Temps de Lecture 4 min.

La sprinteuse bahreïnienne Rakia Al-Gassra aux Jeux olympiques de Pékin, en 2008.

La polémique aura eu raison du « hidjab de running » de Decathlon. Sous la pression, le distributeur d’articles de sports et de loisirs a décidé de renoncer à commercialiser ce voile destiné aux sportives de confession musulmane, déjà vendu au Maroc. Le directeur de la communication de l’équipementier, Xavier Rivoire, l’a annoncé mardi 26 février, en fin de journée au micro de RTL.

« Ce produit qui est un couvre-chef adapté à une pratique sportive ne sera pas jusqu’à nouvel ordre commercialisé en France. (…) Pour assurer l’intégrité et la sécurité de nos propres équipes… » Quelques heures plus tôt, sur Twitter, l’enseigne faisait le bilan : « Notre service client a reçu plus de 500 appels et mails depuis ce matin. Nos équipes dans nos magasins ont été insultées et menacées, parfois physiquement. »

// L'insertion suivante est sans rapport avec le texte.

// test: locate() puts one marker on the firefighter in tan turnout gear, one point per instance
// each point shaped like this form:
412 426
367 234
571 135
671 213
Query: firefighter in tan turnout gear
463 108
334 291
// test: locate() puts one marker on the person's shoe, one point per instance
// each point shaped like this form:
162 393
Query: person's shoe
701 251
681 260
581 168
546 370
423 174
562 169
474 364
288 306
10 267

La présentation en ligne de ce produit, récemment « repéré » sur le site Decathlon.fr par quelques internautes et qui devait être mis en vente en France à la mi-mars, a déclenché les foudres de certains abonnés à Twitter.

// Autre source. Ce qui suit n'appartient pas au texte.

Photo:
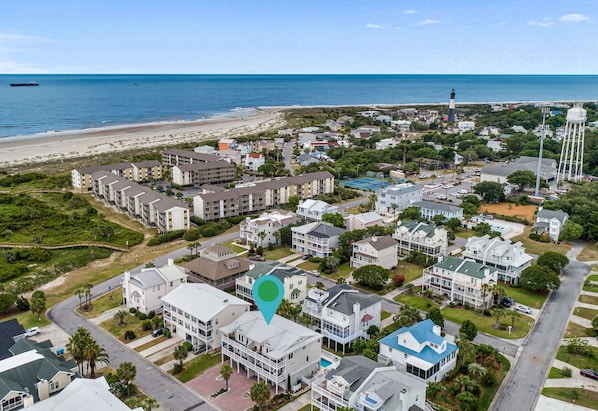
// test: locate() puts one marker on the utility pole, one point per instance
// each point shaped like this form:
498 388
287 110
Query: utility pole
545 110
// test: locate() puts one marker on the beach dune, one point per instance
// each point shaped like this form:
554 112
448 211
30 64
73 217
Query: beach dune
92 142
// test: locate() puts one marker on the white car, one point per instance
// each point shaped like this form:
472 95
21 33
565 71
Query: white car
523 309
32 331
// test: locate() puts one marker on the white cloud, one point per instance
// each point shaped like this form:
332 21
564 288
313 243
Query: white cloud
545 22
573 18
427 22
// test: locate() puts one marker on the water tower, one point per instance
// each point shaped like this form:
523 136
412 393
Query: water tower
571 162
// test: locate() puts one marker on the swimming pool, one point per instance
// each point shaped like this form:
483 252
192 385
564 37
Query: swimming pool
324 362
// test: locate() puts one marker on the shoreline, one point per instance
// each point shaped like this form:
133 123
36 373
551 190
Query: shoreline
70 144
44 147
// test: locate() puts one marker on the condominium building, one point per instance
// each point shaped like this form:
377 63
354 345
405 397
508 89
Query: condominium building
252 198
419 350
343 313
197 174
196 312
381 251
427 239
509 258
293 279
461 280
218 266
281 353
317 239
364 385
151 208
263 230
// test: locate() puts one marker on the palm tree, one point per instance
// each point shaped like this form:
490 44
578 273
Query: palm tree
180 353
476 370
120 317
126 373
95 354
464 383
260 394
38 303
225 372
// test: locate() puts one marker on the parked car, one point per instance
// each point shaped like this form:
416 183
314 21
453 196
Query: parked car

« Bande de pourris (…) vous trahissez les valeurs de la République (…) honte à vous (…) vous contribuez à l’invasion islamiste, vous finirez avec cette racaille dans les fours en Pologne », a écrit l’un d’eux. « Decathlon renie donc les valeurs de notre civilisation sur l’autel du marché et du marketing communautaire », a dénoncé un autre.

« Une marque qui rompt avec nos valeurs »

Mardi, au fil de la journée, c’est toute la sphère politique qui a réagi. Sur RTL, la ministre des solidarités et de la santé Agnès Buzyn a rappelé qu’un tel produit n’était « pas interdit par la loi ». Ajoutant aussitôt : « C’est une vision de la femme que je ne partage pas. J’aurais préféré qu’une marque française ne promeuve pas le voile. »

Sur Twitter, Aurore Bergé, députée des Yvelines et porte-parole de La République en marche (LRM), a pour sa part écrit : « Le sport émancipe. Il ne soumet pas. Mon choix de femme et de citoyenne sera de ne plus faire confiance à une marque qui rompt avec nos valeurs. »

Sur BFM-TV, le président du MoDem, François Bayrou, a déclaré que « la société française, c’est une société qui dans sa tradition refuse qu’on couvre le visage et le corps humain à l’excès ». Et le président (Les Républicains) du Sénat, Gérard Larcher, a dit ne pas vouloir partager « tout ce qui peut enfermer la femme, fût-ce au nom d’une ritualité qui n’est pas la valeur profonde d’une religion ». Nicolas Dupont-Aignan, le président de la formation souverainiste Debout la France, – qui avait aussi demandé à ce que le produit soit retiré de la vente –, appelait quant à lui au boycott, tout comme la présidente du groupe PS à l’Assemblée nationale, Valérie Rabault.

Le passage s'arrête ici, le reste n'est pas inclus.